Oil surges as US-Iran clashes shake fragile Hormuz ceasefire
News Desk/Foreign Media
Islamabad: Fresh clashes between the United States and Iran rattled global energy markets on Friday, sending oil prices sharply higher and casting doubt over efforts to stabilise shipping through the strategically vital Strait of Hormuz.
Brent crude rose $1.41, or 1.41 per cent, to $101.47 a barrel by 0123 GMT, while US West Texas Intermediate (WTI) crude gained $1.12, or 1.18 per cent, to $95.93. Prices had surged more than 3 per cent earlier in the session before easing slightly.
The rebound came after three consecutive days of declines driven by optimism that Washington and Tehran were nearing an agreement to preserve a fragile ceasefire and reopen the Strait of Hormuz, a route that previously handled nearly one-fifth of the world’s oil and gas supply before conflict erupted on February 28.
However, tensions escalated again after Iran accused the US of breaching the month-old ceasefire by attacking ships and civilian areas near the strait. Tehran said American forces targeted an Iranian oil tanker, another vessel, and locations on Qeshm Island as well as coastal regions near Bandar Khamir and Sirik.
The US military said its strikes were retaliatory measures after Iranian forces fired missiles, drones and deployed small boats against American naval vessels transiting the waterway.

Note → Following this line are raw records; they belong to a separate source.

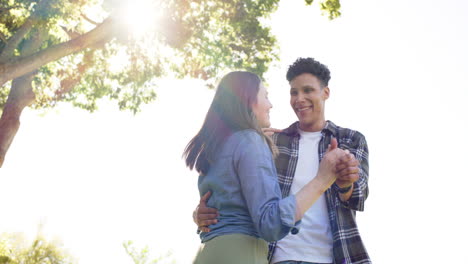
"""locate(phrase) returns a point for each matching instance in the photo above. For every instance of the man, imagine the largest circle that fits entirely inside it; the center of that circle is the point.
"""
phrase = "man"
(328, 232)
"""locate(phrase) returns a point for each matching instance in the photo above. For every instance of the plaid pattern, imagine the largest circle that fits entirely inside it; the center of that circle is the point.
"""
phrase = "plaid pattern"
(348, 247)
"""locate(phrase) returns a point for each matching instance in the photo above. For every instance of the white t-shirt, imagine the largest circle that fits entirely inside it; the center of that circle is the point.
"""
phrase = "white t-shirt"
(314, 242)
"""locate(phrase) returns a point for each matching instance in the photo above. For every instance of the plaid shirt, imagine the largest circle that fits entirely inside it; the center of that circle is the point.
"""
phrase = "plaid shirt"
(348, 247)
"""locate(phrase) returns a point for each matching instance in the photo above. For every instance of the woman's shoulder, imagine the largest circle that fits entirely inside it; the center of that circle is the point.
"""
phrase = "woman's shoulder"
(247, 136)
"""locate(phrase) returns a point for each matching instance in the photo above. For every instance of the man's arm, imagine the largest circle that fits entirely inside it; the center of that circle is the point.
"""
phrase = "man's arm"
(355, 176)
(204, 216)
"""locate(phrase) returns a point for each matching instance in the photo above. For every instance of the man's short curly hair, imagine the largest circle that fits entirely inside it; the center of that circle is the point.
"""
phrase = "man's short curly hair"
(309, 65)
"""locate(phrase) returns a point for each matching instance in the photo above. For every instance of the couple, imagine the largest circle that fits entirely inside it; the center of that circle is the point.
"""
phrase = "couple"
(299, 189)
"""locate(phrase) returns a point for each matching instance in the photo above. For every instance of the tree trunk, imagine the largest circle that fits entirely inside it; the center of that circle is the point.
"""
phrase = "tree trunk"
(21, 95)
(18, 67)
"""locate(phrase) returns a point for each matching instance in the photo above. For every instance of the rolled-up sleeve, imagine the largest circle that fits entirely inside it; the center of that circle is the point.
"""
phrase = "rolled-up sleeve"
(273, 216)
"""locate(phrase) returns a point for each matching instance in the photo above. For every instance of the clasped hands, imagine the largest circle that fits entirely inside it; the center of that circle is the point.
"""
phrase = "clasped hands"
(340, 165)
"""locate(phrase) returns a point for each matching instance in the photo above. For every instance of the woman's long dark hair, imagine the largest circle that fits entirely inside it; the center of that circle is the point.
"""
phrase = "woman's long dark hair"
(230, 111)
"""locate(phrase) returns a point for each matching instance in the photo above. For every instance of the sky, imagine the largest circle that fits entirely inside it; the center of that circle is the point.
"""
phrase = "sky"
(399, 76)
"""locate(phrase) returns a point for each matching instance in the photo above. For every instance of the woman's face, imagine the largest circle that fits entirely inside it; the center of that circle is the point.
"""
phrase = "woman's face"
(262, 107)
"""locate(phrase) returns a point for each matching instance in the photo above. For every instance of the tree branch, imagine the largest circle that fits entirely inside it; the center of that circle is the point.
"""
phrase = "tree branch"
(14, 40)
(70, 33)
(89, 19)
(13, 69)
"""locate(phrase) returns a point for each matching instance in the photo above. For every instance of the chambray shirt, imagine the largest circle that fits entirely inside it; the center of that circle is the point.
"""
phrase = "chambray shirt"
(246, 192)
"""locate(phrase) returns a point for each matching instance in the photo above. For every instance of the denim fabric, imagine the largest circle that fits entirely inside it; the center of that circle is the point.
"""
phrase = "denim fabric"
(246, 192)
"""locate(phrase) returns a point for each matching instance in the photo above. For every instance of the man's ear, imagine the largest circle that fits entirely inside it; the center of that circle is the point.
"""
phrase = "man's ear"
(326, 92)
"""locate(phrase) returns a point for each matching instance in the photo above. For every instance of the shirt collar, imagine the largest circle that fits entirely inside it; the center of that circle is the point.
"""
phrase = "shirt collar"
(293, 130)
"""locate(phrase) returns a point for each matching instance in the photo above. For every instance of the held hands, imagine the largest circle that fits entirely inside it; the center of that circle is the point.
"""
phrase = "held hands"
(347, 170)
(204, 216)
(339, 166)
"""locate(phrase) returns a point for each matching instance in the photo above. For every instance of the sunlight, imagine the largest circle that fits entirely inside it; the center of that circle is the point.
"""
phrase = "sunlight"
(141, 16)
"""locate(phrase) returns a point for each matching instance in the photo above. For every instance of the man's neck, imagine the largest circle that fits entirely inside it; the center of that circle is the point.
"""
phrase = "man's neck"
(315, 127)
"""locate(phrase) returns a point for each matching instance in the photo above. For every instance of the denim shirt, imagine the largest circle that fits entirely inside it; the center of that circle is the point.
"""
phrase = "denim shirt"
(245, 190)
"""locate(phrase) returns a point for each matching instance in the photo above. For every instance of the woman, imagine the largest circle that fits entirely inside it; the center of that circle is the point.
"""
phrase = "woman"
(235, 162)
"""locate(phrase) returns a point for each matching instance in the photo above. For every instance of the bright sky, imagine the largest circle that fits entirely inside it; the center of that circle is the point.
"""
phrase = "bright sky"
(399, 75)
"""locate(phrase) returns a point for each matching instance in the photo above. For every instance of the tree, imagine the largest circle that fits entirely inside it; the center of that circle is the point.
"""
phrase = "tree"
(142, 255)
(14, 249)
(80, 51)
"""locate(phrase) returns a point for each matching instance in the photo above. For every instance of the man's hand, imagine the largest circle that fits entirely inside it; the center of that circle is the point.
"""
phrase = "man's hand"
(204, 216)
(347, 170)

According to US Central Command (CENTCOM), three Navy destroyers were targeted, though no American assets were damaged.
Iranian military officials claimed their counterattacks inflicted “significant damage” on US vessels east of the Strait of Hormuz and south of the port city of Chabahar, though Washington denied sustaining losses.
Despite the exchange, US President Donald Trump insisted the ceasefire remained intact, reportedly describing the confrontation as “just a love tap” during remarks to an ABC reporter.

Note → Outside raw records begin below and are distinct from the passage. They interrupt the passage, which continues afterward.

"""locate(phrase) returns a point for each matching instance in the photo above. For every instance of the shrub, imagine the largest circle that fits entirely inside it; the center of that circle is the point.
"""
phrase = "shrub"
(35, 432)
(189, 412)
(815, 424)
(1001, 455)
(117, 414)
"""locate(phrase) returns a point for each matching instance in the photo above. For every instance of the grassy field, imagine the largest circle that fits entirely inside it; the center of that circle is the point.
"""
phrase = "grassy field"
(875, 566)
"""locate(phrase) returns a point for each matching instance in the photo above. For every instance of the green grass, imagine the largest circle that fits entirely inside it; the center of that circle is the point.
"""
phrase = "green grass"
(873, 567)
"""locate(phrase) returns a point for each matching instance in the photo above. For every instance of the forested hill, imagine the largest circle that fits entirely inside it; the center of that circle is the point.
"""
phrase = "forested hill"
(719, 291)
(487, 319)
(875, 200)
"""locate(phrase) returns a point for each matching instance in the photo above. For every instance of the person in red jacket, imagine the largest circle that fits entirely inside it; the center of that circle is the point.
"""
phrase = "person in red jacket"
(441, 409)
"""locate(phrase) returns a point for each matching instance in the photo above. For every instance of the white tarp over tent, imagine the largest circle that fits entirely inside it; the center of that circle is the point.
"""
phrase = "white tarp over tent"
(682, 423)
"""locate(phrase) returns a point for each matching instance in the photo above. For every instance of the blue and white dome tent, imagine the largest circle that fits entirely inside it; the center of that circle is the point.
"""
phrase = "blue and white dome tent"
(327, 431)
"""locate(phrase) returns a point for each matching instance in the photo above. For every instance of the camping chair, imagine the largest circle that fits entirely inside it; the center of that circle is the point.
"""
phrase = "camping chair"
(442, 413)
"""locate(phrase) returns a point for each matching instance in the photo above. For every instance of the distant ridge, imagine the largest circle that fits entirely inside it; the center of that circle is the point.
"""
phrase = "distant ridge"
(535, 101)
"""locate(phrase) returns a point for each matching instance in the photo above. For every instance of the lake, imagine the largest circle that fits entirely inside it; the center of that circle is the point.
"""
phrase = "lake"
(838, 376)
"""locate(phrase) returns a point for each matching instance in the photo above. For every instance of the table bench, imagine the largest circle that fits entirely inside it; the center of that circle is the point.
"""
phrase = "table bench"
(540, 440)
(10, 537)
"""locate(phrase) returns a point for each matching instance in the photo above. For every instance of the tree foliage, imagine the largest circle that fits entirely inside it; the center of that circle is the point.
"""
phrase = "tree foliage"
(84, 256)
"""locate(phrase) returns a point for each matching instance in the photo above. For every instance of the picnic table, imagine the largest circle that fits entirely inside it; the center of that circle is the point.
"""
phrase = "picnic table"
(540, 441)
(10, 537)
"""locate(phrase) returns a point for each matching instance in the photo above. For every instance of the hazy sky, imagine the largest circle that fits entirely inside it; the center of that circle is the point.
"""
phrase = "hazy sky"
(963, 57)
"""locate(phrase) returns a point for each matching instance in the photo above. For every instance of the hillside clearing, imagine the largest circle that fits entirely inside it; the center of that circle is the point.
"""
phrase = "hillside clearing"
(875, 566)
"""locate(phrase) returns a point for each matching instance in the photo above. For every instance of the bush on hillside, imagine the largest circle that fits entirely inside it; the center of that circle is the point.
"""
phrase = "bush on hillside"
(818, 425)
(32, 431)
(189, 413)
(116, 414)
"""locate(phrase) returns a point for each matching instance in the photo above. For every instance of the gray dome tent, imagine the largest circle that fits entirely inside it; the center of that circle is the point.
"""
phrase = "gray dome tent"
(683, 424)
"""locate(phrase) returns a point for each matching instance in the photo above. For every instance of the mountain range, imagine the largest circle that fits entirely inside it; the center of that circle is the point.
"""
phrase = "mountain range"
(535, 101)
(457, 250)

Iranian state media later reported that calm had returned to islands and coastal areas surrounding the strait after several hours of fighting.
The latest flare-up occurred as Tehran reviewed a new US-backed peace proposal aimed at ending the hostilities while postponing disputes over Iran’s nuclear programme and broader regional issues. The proposal also seeks to restore shipping access through Hormuz, though Tehran has yet to formally respond.
Market analysts warned that uncertainty surrounding the conflict continues to threaten global oil supplies.
“On the supply front, the picture remains tight, while a peace deal remains elusive,” IG analyst Tony Sycamore said in a market note.
Meanwhile, Reuters reported that the US Commodity Futures Trading Commission has launched an investigation into nearly $7 billion worth of oil trades placed ahead of major announcements by Trump related to the Iran conflict.
Most of the trades reportedly involved short positions betting on falling prices before Trump delayed attacks or announced ceasefire measures that triggered market declines.
Separately, Washington imposed sanctions on Iraq’s deputy oil minister and three militia leaders over alleged support for Iran.
Regional tensions also extended to Lebanon, where Israel said it carried out an airstrike in Beirut that killed a commander from Hezbollah, the first Israeli strike on the Lebanese capital since last month’s ceasefire agreement there.
Iran has repeatedly linked a lasting truce with Washington to an end to Israeli military operations in Lebanon.